While the future offered the certain prospect of more powerful computers, the simulations had to become more comprehensive in their representation of materials and features, geometry of the object, and particularly the representation of wires and cables had to improve radically, and tum around times for analysis had to be improved for design assessment as well as to make design optimisation by trade-off studies feasible. All of these could easily consume all the advantage that the new computers would give.
The investigation has centred around techniques that might be applied via alteration to the most widely used and usable numerical methods in CEM applied to the electromagnetic hazards, and to techniques that might be applied to the manner of their use. In one case, the investigation has explored a particular possibility for minimising the duration of computation and extrapolating the resulting data to the longest time-scales required.
Future improvements in the capabilities of radiating boundary conditions to mimic the effect of an infinite boundary at close range will further improve the benefits already established in this work, but this is not yet realisable.
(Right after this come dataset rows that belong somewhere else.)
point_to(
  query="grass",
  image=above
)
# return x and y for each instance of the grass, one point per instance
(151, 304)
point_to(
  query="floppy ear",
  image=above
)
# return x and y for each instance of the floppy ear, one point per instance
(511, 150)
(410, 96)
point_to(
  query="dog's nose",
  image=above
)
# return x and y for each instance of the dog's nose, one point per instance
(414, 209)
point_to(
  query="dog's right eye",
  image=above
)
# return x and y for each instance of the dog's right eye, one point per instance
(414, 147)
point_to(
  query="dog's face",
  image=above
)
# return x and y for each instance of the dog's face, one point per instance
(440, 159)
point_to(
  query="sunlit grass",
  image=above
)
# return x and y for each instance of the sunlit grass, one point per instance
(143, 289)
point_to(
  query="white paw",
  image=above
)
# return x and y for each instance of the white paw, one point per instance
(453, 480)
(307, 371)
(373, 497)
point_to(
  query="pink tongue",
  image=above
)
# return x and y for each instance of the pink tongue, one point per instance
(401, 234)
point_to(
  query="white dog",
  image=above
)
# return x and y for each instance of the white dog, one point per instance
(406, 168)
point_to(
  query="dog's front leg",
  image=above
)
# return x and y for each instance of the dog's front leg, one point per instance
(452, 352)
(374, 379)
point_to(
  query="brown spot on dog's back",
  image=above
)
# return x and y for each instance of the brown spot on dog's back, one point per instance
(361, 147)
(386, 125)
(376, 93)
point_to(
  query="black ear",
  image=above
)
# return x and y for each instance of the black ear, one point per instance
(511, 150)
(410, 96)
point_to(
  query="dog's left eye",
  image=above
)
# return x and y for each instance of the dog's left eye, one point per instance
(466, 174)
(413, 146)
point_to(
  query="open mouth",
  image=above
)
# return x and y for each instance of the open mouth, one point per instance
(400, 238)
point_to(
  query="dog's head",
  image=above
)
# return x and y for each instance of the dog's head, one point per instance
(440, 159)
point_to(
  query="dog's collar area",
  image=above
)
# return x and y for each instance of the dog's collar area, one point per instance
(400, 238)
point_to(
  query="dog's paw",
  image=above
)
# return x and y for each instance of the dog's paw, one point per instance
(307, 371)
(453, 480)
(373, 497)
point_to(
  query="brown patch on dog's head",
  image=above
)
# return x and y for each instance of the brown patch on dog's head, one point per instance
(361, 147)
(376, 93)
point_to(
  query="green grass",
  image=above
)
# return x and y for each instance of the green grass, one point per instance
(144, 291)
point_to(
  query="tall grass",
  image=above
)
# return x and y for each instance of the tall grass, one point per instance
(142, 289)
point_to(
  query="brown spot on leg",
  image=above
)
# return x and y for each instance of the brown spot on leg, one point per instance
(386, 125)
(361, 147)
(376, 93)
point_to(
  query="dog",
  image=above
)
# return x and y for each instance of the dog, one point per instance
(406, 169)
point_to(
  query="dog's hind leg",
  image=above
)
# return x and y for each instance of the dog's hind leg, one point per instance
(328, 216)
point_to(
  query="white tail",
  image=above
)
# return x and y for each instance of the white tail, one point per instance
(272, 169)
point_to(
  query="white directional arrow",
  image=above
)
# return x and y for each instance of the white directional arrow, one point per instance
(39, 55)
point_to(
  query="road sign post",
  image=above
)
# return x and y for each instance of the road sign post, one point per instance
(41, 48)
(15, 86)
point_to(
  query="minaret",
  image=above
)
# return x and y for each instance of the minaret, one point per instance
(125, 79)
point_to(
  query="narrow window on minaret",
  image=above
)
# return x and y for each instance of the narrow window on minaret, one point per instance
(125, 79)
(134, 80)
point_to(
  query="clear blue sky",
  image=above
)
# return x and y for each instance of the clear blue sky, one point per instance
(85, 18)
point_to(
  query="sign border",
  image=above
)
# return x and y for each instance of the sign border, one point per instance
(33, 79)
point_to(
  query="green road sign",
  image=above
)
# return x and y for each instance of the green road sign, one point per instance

However, it has been established that a combination of techniques with some processes devised through this work can and does deliver the performance improvement sought. It has further been shown that the issues such as object resonance that could have incurred significant error and distrust of computational results can be satisfactorily overcome within the required accuracy.
Four papers have been published arsing from this work. Some of these techniques are now in use in routine analyses contributing to BAE SYSTEMS programmes. Plans are in place to incorporate all of the successful techniques and processes.